India should have strong regulatory system to remain leader in generic medicine, vaccines: Soumya Swaminathan | India News
“I think it’s going to be very important for the reputation and ultimately for India to remain as a leader in the generic medicine and vaccines space to prove beyond doubt that we have a very strong regulatory system,” Soumya Swaminathan told ANI.
India has sought more information from WHO about the initial illness, symptoms and treatment provided to the Gambian children who died allegedly after consuming contaminated cough syrups manufactured by a Sonepat-based company.
Soumya, who visited Pune in connection with an event of Developing Countries Vaccine Manufacturers Network‘s (DCVMN) 23rd annual general body, said pharmaceutical contamination is a serious issue and should be taken seriously.
“WHO actually provided the report based on the investigation that was done to prove that it was because of the Diethylene glycol (DEG) contamination, it’s a serious issue, I think it has to be taken very seriously,” she said.
“We have the central and the state regulators. We need to look at the rules of operation and see how we harmonise these,” she added.

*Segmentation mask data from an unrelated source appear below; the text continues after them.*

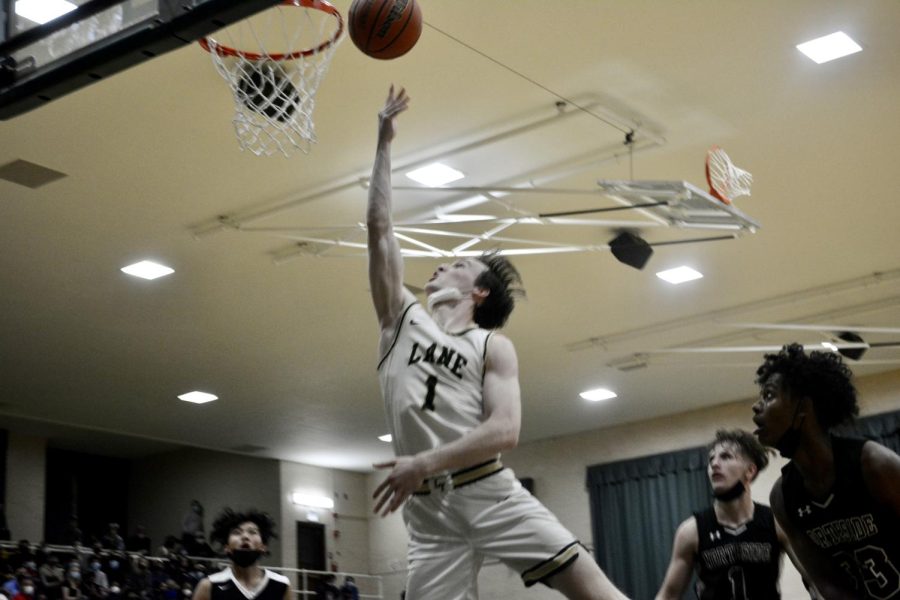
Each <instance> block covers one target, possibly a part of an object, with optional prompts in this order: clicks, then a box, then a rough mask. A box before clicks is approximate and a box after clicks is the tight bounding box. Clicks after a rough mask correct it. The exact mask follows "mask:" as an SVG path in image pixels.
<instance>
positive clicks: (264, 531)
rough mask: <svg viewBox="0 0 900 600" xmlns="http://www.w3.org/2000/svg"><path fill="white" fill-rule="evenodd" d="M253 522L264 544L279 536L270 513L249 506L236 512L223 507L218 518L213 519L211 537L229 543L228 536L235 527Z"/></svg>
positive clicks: (224, 543) (220, 542)
mask: <svg viewBox="0 0 900 600" xmlns="http://www.w3.org/2000/svg"><path fill="white" fill-rule="evenodd" d="M247 522H250V523H253V524H255V525H256V526H257V527H259V537H261V538H262V541H263V543H264V544H268V543H269V540H270V539H272V538H276V537H278V536H277V535H276V534H275V521H273V520H272V517H270V516H269V513H265V512H261V511H258V510H256V509H253V508H249V509H247V510H245V511H242V512H235V511H233V510H231V509H230V508H226V509H223V510H222V512H221V513H219V516H218V517H216V520H215V521H213V526H212V531H211V532H210V534H209V539H210V540H211V541H214V542H219V543H220V544H222V545H223V546H225V545H226V544H228V536H229V535H231V532H232V531H234V530H235V528H237V527H239V526H240V525H241V524H242V523H247Z"/></svg>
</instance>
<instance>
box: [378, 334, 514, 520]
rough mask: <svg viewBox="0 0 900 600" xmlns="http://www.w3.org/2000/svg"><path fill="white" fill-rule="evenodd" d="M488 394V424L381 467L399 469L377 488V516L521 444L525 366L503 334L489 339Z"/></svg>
mask: <svg viewBox="0 0 900 600" xmlns="http://www.w3.org/2000/svg"><path fill="white" fill-rule="evenodd" d="M483 393H484V415H485V420H484V421H483V422H482V423H481V424H480V425H479V426H478V427H476V428H475V429H473V430H472V431H470V432H469V433H467V434H466V435H464V436H463V437H461V438H459V439H457V440H455V441H453V442H450V443H449V444H445V445H443V446H439V447H437V448H434V449H432V450H428V451H426V452H421V453H419V454H417V455H415V456H398V457H397V458H396V459H395V460H393V461H391V462H389V463H383V464H380V465H375V466H376V467H381V468H386V467H393V470H392V471H391V473H390V475H388V477H387V479H385V480H384V481H383V482H382V483H381V485H379V486H378V488H376V490H375V494H374V497H375V498H376V499H377V500H376V504H375V512H376V513H377V512H379V511H381V515H382V516H384V515H387V514H388V513H391V512H394V511H395V510H397V509H398V508H400V506H402V505H403V502H405V501H406V499H407V498H408V497H409V496H410V494H412V493H413V492H414V491H415V490H416V488H418V487H419V485H420V484H421V483H422V481H423V480H424V479H425V478H426V477H429V476H430V475H433V474H435V473H441V472H443V471H448V470H449V471H452V470H455V469H462V468H465V467H469V466H472V465H475V464H478V463H480V462H484V461H486V460H490V459H491V458H493V457H494V456H496V455H497V454H498V453H499V452H501V451H503V450H506V449H509V448H514V447H515V446H516V445H517V444H518V443H519V429H520V427H521V421H522V401H521V396H520V391H519V363H518V358H517V357H516V350H515V347H514V346H513V344H512V342H511V341H509V339H508V338H506V337H505V336H503V335H500V334H498V333H495V334H494V335H492V336H491V337H490V339H489V343H488V347H487V360H486V361H485V373H484V392H483ZM382 509H383V510H382Z"/></svg>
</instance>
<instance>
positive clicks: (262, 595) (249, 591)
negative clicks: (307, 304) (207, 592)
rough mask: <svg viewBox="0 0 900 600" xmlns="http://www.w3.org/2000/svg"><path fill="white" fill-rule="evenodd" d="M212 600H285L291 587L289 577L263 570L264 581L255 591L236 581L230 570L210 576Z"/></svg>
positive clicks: (219, 571)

The expert said drug regulators of different states can actually work together, do cross-inspections on products sold in the country and exported to other countries.
“So, I think there’s already been a number of recommendations made into strengthening and identifying some of the weaknesses in the current system and strengthening it,” Soumya Swaminathan said.
DCGI had last week written to WHO following the Expert Committee meeting on the ‘adverse events’ reports on the deaths of children in Gambia and said that clinical features and treatment received by the children shared so far were inadequate to determine the aetiology.